Chaplin’s next utterance clarified the matter.
‘Have them call me in the morning. Listen, I’m sorry to leave you like this, but I’ve still got a long manuscript to get through tonight. But do stay and have another brandy or whatever. By the way, who does represent you?’
Barney dredged his Bordeaux-logged memory and, after what seemed to him an eternity, replied, ‘Uh – Chapman, Rutledge, and Strauss—’
‘Ah, attorneys,’ said Bill approvingly. ‘Thank heaven we don’t have to deal with those wretched ten-percenters. Ciao.’
The maître d’ groveled up again. ‘May I get you something, Doctor Livingston?’
‘Uh, yes, matter of fact, I’d be grateful for a glass of mineral water. And do you have a phone?’
‘Right away, sir.’ The genie vanished.
This guy is going to carry a phone to me? Me, Barney Livingston, late of Brooklyn, New York, who’s been stuffing nickels and dimes into slots all his life, now gets a phone served on a silver platter? God, I can’t wait to tell Fritz about this.
But there was more pressing business at hand. He dialed the number.
‘Who’s this?’ said a sleepy voice.
‘Warren, it’s me – I’m sorry to wake you.’
‘Barn? Are you in some kind of trouble?’
‘Sort of. But it’s nice trouble.
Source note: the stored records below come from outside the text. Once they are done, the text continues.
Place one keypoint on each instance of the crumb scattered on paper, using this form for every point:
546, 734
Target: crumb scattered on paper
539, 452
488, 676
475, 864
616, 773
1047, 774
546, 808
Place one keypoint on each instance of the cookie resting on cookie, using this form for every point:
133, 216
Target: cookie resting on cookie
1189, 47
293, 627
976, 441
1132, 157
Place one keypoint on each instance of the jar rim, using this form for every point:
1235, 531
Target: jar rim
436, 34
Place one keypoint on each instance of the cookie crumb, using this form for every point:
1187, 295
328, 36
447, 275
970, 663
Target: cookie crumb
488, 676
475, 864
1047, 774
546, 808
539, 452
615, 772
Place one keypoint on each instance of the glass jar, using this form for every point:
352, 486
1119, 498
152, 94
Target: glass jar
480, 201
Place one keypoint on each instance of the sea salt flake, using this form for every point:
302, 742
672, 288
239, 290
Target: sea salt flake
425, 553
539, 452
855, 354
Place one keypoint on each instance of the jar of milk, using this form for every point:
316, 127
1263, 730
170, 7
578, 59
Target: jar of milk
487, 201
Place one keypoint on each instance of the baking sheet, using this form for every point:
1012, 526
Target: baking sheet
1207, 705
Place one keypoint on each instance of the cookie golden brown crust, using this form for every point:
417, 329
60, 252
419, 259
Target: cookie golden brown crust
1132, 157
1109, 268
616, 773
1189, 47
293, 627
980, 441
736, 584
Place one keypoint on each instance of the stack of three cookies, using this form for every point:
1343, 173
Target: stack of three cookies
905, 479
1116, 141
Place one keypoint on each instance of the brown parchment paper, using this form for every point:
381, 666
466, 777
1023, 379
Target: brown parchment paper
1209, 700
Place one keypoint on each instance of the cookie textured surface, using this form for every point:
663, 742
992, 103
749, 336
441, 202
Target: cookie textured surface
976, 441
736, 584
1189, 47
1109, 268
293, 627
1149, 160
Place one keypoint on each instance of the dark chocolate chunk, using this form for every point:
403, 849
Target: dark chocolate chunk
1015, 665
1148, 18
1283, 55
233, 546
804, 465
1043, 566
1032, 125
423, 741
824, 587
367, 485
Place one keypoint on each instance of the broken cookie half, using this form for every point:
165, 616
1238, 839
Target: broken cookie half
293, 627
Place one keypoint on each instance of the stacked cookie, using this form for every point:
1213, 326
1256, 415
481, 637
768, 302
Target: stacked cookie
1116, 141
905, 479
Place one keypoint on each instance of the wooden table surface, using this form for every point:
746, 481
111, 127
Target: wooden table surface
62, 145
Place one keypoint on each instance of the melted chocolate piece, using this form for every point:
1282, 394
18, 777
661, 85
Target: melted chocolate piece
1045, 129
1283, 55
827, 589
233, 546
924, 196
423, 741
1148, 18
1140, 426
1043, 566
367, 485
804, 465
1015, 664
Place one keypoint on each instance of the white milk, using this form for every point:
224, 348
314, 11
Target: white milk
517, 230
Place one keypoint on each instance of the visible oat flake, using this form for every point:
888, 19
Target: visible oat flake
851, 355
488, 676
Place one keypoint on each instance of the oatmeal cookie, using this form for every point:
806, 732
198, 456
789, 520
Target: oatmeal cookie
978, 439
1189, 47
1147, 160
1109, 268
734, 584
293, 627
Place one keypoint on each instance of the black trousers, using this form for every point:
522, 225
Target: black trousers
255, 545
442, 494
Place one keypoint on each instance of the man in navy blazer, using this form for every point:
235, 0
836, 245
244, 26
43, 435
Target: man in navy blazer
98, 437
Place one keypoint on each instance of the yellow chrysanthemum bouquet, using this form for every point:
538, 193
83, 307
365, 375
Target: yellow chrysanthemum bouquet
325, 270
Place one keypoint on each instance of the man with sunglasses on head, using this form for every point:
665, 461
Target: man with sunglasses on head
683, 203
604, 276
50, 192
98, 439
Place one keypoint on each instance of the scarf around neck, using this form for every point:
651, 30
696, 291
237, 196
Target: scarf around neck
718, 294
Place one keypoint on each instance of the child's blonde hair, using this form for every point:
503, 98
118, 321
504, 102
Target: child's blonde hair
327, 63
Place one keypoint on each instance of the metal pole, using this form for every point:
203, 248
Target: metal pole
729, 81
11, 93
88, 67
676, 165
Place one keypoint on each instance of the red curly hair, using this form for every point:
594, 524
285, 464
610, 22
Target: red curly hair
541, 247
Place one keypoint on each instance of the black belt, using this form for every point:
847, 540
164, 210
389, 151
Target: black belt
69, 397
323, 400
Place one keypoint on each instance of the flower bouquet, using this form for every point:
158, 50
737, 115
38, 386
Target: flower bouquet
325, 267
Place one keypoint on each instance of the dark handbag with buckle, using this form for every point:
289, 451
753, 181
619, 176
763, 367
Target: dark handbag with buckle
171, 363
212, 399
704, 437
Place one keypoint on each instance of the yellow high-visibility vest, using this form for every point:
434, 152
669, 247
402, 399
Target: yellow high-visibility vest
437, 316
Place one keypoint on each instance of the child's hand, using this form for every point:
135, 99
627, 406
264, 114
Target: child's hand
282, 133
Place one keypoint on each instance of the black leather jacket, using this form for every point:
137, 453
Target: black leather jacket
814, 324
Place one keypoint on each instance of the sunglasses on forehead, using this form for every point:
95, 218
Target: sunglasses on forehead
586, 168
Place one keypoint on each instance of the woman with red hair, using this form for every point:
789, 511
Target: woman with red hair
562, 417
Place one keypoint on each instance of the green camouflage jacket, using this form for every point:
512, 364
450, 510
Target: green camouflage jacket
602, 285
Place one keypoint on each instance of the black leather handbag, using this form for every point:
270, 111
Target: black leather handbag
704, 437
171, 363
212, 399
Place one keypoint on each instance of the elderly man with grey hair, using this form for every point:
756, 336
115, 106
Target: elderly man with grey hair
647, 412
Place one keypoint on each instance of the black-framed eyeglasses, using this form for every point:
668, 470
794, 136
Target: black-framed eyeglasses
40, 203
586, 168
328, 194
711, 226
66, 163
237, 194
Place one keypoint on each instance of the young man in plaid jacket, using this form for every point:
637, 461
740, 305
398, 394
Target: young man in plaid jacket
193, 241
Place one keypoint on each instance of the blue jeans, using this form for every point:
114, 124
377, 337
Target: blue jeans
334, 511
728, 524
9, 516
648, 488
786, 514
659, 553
I need “people.”’
‘Are you sure you haven’t flipped from lack of sleep?’
‘No, no, but I think I forgot the name of the firm you work for.’
‘Chapman, Rutledge, and—’
‘Good, good,’ Barney interrupted. ‘My brain is still slightly intact. Listen, Warren, find out who the best contracts guy in your office is and ask him to call me at the hospital. I’ve just sold a book!’
‘Hey, wow! Congratulations, Barn! Wait till Mom hears about this. You must be in seventh heaven.’
‘Actually I’m in Lutèce. But that’s as close as I’ve ever been. ’Night, kiddo. Thanks.’
It had been a relatively quiet night in the pit, as doctors often referred to the E.R. – the usual broken bones, febrile babies, car crash victims, etc. – until the police suddenly alerted the Admissions nurse that two victims of a particularly b
rutal mugging, both of whom had received multiple stab wounds and were bleeding badly, were on their way to the hospital.
In a matter of minutes Seth heard ambulances and police cars and a split second later there was bedlam in the E.R. There may have been only two patients, but the attendants and policemen rushing them in on stretchers were themselves smeared with blood.
‘Who’s in charge here?’ barked a police sergeant.
‘I am,’ Seth said. ‘Tell me quickly, I don’t think we have much time to lose.’
‘Sorry, Doc, sorry. From what I could see the woman got the worst of it. She seems to have more wounds – and I think she’s been raped, too.’
‘Thanks, Sergeant,’ Seth said quickly. ‘I’ll take care of her myself.’
He motioned to a pair of nurses and Tim Bluestone, an intern, to take the man into the second trauma room. Meanwhile he, another intern, and a third nurse would work on the woman in Room 1.
Before the wheels of the trolley had even stopped revolving, Seth’s assistant was starting an I.V. in one arm while he himself started a second and began transfusing blood.
The nurse had stripped off what was left of the woman’s torn garments. Though she was spouting blood everywhere, the patient lay so comatose with shock that she seemed beyond pain.
As he tried to gauge the quantity and severity of her wounds, Seth heard angry and indignant voices around the table saying, ‘Animals, absolute animals. How could anybody do a thing like that?’
‘She obviously put up a hell of a fight,’ Seth remarked quietly. ‘She’s mostly cut up on her arms and shoulders. There are only two lacerations on her abdomen and they’re well below the heart and too superficial to have damaged an organ.’
He looked at the younger doctor. ‘Check her for internal bleeding and start sewing. I’ll give you a hand as soon as I see how Tim is doing.’
He walked quickly across the corridor and opened the door to find the other E.R. team strangely motionless.
‘What’s happening?’ Seth asked.
Tim Bluestone answered hoarsely, ‘He was knifed right in the heart. He’s dead.’